After describing what makes for good legislative XML, I feel I should bring up a favorite topic of mine — why word processors don’t make for good legislative drafting tools.
Lately, we’ve been implementing round tripping tools to allow Akoma Ntoso documents to be imported and exported from Microsoft Word. This is to facilitate migration from a largely office productivity-oriented system to an XML-based one and to allow the exchange of documents with external clients that don’t have access to the internal systems being used to draft and manage legislation. It’s been quite a difficult process. The round-tripping itself has been quite straight forward. Exporting a document is relatively easy and reimporting that exported document, unchanged, isn’t difficult. What is very problematic is trying to ingest documents drafted or extensively edited using a word processor. The DOCX markup quickly becomes a tangled mess. Even when a document looks fine visually, there can be a lot going wrong on the inside, revealing the drafter’s struggle with the word processor to get a document that at least looks right. To avoid the problematic mess, we tend to resort to interpreting the words and discarding the structure and internal metadata entirely. It’s not perfect, but it’s at least manageable.
I’m going to compare the prominent word processing format today, DOCX (well, at least the WordprocessingML part of it) to Akoma Ntoso in respect to how they stack up to each other on my list:
- Is it semantic?
DOCX: No, not at all. DOCX is a serialization of the inner workings of Microsoft Word. It makes no attempt to be anything else.
Akoma Ntoso: Yes, this is the fundamental approach Akoma Ntoso takes.
- Is the presentation separated from the semantics as much as possible?
DOCX: No, the presentation is tied directly into the document itself, and what’s more, is very proprietary.
Akoma Ntoso: Yes, although you can apply presentation directly inline in cases, such as tables, where necessary.
- Is all the text (excluding any metadata section) in the natural reading order?
DOCX: Yes, for the most part.
Akoma Ntoso: Yes, for the most part.
- Does it, to the fullest extent possible, avoid the use of generated text?
DOCX: No, and this is one of the most frustrating and infuriating parts of working with DOCX.
Akoma Ntoso: Mostly, but it doesn’t preclude practices that ensure this rule is followed.
- Is every provision that needs data associated with it permanently identifiable?
Akoma Ntoso: Yes, via the @wId or the @GUID attributes.
- Is every provision that is referred to easily locatable?
DOCX: Not without extensive customization.
Akoma Ntoso: Yes, via a standardized locator mechanism using the @eId/@wId attributes.
- If the XML schema is for general use, is there an extensible way to add missing constructs?
DOCX: No, unless you regard styling as your constructs (a bad idea) or want a complex customization task.

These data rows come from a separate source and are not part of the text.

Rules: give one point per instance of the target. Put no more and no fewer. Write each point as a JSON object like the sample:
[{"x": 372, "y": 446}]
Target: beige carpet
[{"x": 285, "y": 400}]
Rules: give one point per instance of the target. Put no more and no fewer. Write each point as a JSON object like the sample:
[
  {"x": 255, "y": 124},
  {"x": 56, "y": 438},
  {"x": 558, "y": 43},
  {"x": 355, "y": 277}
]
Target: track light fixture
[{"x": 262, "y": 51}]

Akoma Ntoso: Yes, via the seven elements found in the generic model.
- Is there an extensible metadata mechanism?
DOCX: Yes, but it’s complicated.
Akoma Ntoso: Yes, but it’s complicated.
- Does it provide the facilities necessary to automate according to modern expectations?
DOCX: No, the presentation oriented structure of DOCX does little to enable downstream automation.

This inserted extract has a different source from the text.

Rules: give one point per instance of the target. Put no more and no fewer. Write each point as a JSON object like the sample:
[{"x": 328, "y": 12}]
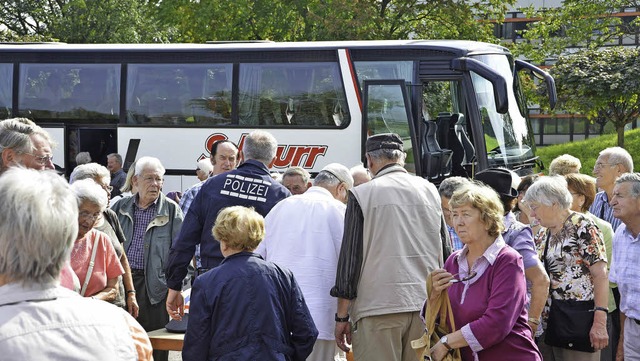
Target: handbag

Akoma Ntoso: Yes, Akoma Ntoso encourages a hierarchical content structure that is ideal for downstream automation.
Of course, Akoma Ntoso looks a lot better for legislative documents than does DOCX files. That should be no surprise — Akoma Ntoso is purpose-built for legislation while DOCX is a general purpose document model intended for no single purpose. But it is also fundamentally very different. While Akoma Ntoso is designed to be in modern standards-based document information model for legislation, DOCX is a serialization of the archaic data structures that exist within Microsoft Word. DOCX reflects the proprietary inner workings of Microsoft Word rather than the semantic meanings to be found within a document.
Akoma Ntoso has its drawbacks too. It’s complex, a bit academic, and has to span a very broad range of legal traditions make it a good fit for most legislative traditions, but a perfect fit for none.